En su obra "al-Shamāʾil", al-Tirmidhī, por Maḥmūd b. Ghailān, narra de Ashʿath b. Sulaym:
«Mi tía nos contó que su tío dijo: 'Una vez, caminaba por Medina.
Alguien llamó desde atrás:
– Levanta tu vestidura. Así es más limpio y tu ropa se desgasta menos rápido.
Me di la vuelta y vi que era el Mensajero de Dios quien lo decía.

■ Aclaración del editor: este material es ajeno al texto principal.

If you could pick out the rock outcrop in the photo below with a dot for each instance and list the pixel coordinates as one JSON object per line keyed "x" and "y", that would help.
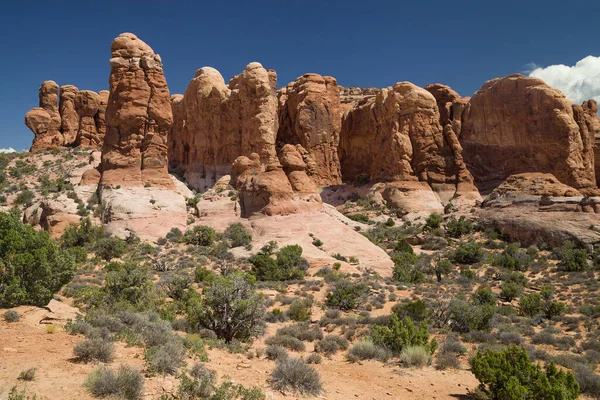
{"x": 310, "y": 116}
{"x": 397, "y": 137}
{"x": 68, "y": 113}
{"x": 137, "y": 193}
{"x": 78, "y": 119}
{"x": 44, "y": 121}
{"x": 519, "y": 124}
{"x": 215, "y": 123}
{"x": 277, "y": 188}
{"x": 138, "y": 117}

– Oh Mensajero de Dios, esta es una prenda sin valor (melḥa). No importa si arrastra por el suelo, dije.
Él respondió:
– ¿No quieres seguirme? Miré su vestidura, y el dobladillo llegaba hasta la mitad de sus piernas.» El dobladillo de ʿUthmān también llegaba hasta la mitad de sus piernas, y él decía: «El dobladillo de mi compañero, el Mensajero de Dios, solo llegaba hasta aquí.»
Anas b. Mālik dijo:
«El Mensajero de Dios (la paz y las bendiciones sean con él) solía cubrirse mucho el rostro. Su ropa se parecía a la de un prensador de aceitunas.»
Este hadiz es extraño y tiene cierta rareza. Allah sabe mejor.
Bujari narra de Anas:
«El Mensajero de Dios (la paz y las bendiciones sean con él) pasó junto a unos niños que jugaban y los saludó.»